Example vulnerable policy

A policy like this grants the dangerous permission. Paste your own policy into the free AI-Powered IAM analyzer to see if you are exposed.

{
  "Version": "2012-10-17",
  "Statement": [
    {
      "Effect": "Allow",
      "Action": "iam:CreatePolicyVersion",
      "Resource": "*"
    }
  ]
}

Example exploitation

For illustration only — run against accounts you own or are authorized to test.

aws iam create-policy-version \
  --policy-arn arn:aws:iam::123456789012:policy/example \
  --policy-document '{"Version":"2012-10-17","Statement":[{"Effect":"Allow","Action":"*","Resource":"*"}]}' \
  --set-as-default

How to detect and prevent it

  • Never grant iam:CreatePolicyVersion on Resource "*". Scope it to specific, non-privileged policy ARNs only when genuinely required.
  • Apply a permissions boundary so newly created policy versions cannot exceed the boundary, even if the document says Action "*".
  • Alert on CreatePolicyVersion calls in CloudTrail, especially where SetAsDefault is true.

FAQ

Why is iam:CreatePolicyVersion dangerous?

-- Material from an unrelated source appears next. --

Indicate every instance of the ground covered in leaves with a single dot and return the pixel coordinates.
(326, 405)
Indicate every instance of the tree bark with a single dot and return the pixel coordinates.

It lets a principal rewrite the contents of a policy they are attached to and activate the change instantly, which is equivalent to granting themselves whatever permissions the new version contains — including full admin.

Does a permissions boundary stop it?

A permissions boundary on the attacker’s identity still caps their effective permissions, so the new admin policy is constrained by the boundary. This is the most reliable mitigation when the action cannot be removed entirely.